A short history of the elevated park constructed along an abandoned rail line in New York City.
Showing her background as an architect, Tentler-Krylov tells a tale that is more about structures, purposes, and visionary design features than people—though both leading figures in the still-ongoing enterprise and local residents in the affected neighborhoods do receive due attention, particularly in the substantial afterword. If the resulting narrative may seem a bit abstract to younger readers, it nonetheless documents a real triumph of urban renewal and innovative land use.
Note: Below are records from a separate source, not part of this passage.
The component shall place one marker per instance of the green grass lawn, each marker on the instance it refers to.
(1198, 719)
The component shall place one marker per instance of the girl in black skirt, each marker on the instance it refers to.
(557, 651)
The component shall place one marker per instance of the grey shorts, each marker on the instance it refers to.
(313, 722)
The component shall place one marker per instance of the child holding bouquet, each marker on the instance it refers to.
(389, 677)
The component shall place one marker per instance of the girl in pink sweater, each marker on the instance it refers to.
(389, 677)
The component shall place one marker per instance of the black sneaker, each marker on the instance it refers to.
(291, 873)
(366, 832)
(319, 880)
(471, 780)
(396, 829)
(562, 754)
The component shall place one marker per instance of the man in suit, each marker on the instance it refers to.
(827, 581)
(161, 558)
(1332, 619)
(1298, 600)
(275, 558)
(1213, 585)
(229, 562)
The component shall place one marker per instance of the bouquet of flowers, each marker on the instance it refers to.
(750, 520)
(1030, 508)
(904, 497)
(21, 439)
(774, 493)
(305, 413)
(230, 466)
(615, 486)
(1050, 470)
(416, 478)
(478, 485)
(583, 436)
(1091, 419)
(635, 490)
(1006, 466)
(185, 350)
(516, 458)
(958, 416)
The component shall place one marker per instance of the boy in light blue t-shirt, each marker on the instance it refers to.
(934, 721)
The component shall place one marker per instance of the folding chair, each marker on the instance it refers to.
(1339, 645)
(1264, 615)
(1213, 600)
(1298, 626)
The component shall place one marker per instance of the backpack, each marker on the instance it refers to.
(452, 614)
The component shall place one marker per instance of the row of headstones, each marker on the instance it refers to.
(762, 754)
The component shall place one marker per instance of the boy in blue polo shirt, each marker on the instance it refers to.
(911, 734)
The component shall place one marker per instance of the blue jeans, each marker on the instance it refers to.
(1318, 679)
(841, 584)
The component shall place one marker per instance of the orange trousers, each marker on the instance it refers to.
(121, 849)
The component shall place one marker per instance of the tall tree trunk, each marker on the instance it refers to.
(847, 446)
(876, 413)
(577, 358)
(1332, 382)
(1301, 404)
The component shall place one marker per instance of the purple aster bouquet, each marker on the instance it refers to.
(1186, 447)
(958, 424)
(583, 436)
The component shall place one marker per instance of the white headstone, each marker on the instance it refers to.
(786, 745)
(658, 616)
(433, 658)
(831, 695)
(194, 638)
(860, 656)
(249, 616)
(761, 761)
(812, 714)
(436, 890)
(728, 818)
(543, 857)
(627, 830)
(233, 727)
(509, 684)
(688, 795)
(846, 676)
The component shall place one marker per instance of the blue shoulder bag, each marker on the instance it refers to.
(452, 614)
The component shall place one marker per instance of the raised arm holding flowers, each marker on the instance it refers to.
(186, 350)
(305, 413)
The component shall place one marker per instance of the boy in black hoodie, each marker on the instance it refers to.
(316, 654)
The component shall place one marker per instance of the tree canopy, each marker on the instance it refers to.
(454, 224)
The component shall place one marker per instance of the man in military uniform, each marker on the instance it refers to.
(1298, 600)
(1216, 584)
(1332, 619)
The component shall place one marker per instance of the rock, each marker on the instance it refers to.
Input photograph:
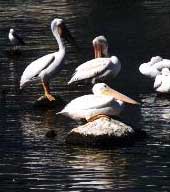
(51, 134)
(103, 132)
(43, 102)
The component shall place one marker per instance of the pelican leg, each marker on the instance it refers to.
(47, 91)
(97, 117)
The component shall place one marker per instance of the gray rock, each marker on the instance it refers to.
(103, 132)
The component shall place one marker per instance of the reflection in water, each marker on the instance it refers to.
(98, 170)
(136, 31)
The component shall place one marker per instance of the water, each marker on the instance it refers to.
(29, 161)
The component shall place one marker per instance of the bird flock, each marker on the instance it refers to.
(104, 100)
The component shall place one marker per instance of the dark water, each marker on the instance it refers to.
(136, 30)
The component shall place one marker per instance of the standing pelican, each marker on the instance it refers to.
(44, 68)
(154, 67)
(103, 101)
(98, 68)
(162, 81)
(15, 39)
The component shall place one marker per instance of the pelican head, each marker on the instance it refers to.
(100, 46)
(100, 88)
(155, 59)
(165, 71)
(58, 27)
(105, 90)
(11, 31)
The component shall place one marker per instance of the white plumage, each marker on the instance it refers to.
(44, 68)
(104, 100)
(98, 68)
(154, 67)
(162, 81)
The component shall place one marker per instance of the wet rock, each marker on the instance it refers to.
(103, 132)
(43, 102)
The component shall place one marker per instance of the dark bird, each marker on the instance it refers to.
(15, 39)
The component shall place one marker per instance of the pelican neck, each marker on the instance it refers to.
(59, 41)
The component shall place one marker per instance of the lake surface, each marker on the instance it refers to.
(29, 161)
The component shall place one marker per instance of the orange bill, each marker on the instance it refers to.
(97, 50)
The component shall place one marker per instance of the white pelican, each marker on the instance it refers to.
(103, 101)
(15, 39)
(162, 81)
(44, 68)
(98, 68)
(154, 67)
(100, 46)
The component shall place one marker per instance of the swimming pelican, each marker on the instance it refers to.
(154, 67)
(162, 81)
(100, 46)
(98, 68)
(44, 68)
(15, 39)
(103, 101)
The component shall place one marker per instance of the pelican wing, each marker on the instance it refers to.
(88, 102)
(33, 69)
(158, 81)
(119, 96)
(162, 64)
(90, 69)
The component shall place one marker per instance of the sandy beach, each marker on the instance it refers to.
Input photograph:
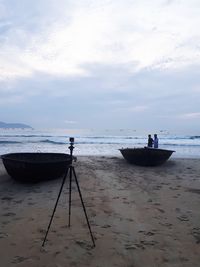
(140, 216)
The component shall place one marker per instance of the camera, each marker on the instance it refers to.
(71, 139)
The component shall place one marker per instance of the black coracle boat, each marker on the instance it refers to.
(34, 167)
(146, 156)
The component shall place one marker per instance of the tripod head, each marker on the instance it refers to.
(71, 147)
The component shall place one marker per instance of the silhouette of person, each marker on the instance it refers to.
(155, 142)
(150, 141)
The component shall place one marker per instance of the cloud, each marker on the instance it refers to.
(192, 115)
(60, 38)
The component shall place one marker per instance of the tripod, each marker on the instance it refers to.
(72, 172)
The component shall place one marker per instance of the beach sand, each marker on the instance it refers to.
(140, 216)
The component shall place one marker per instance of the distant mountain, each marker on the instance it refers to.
(14, 125)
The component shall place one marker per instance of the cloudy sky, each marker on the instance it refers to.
(101, 63)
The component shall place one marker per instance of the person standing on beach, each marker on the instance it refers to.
(150, 141)
(155, 141)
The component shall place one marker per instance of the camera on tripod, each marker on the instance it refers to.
(71, 139)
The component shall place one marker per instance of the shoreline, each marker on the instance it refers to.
(140, 216)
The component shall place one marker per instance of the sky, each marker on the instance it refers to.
(126, 64)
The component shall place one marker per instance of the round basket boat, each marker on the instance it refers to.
(34, 167)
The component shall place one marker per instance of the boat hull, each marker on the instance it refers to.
(34, 167)
(146, 156)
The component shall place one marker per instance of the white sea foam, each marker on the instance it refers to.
(91, 142)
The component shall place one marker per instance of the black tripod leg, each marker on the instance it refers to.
(76, 180)
(64, 178)
(70, 194)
Readers learn how tracks built to carry trainloads of supplies right into factories on Manhattan’s lower West Side were abandoned to weeds and weather until a group of concerned citizens envisioned a place where “trees and flowers would bloom overhead, and new cafés and art galleries would sprout on the streets below.” (Gentrification is touched on briefly in the narrative and more so in the backmatter.) Saved from demolition and turned section by section into a greenway with places to walk, sit, see art, and look out over the streets below, the High Line has sparked an economic boom for the area and inspired similar reclamatory projects in other large cities. In the bright, stylish watercolors, diverse crowds of figures work and socialize both on bustling city streets and, later, on swooping pathways amid abundant carpets of well-kept wildflowers and grassy swards. (This book was reviewed digitally.)
A vibrant, if somewhat formalized, tribute.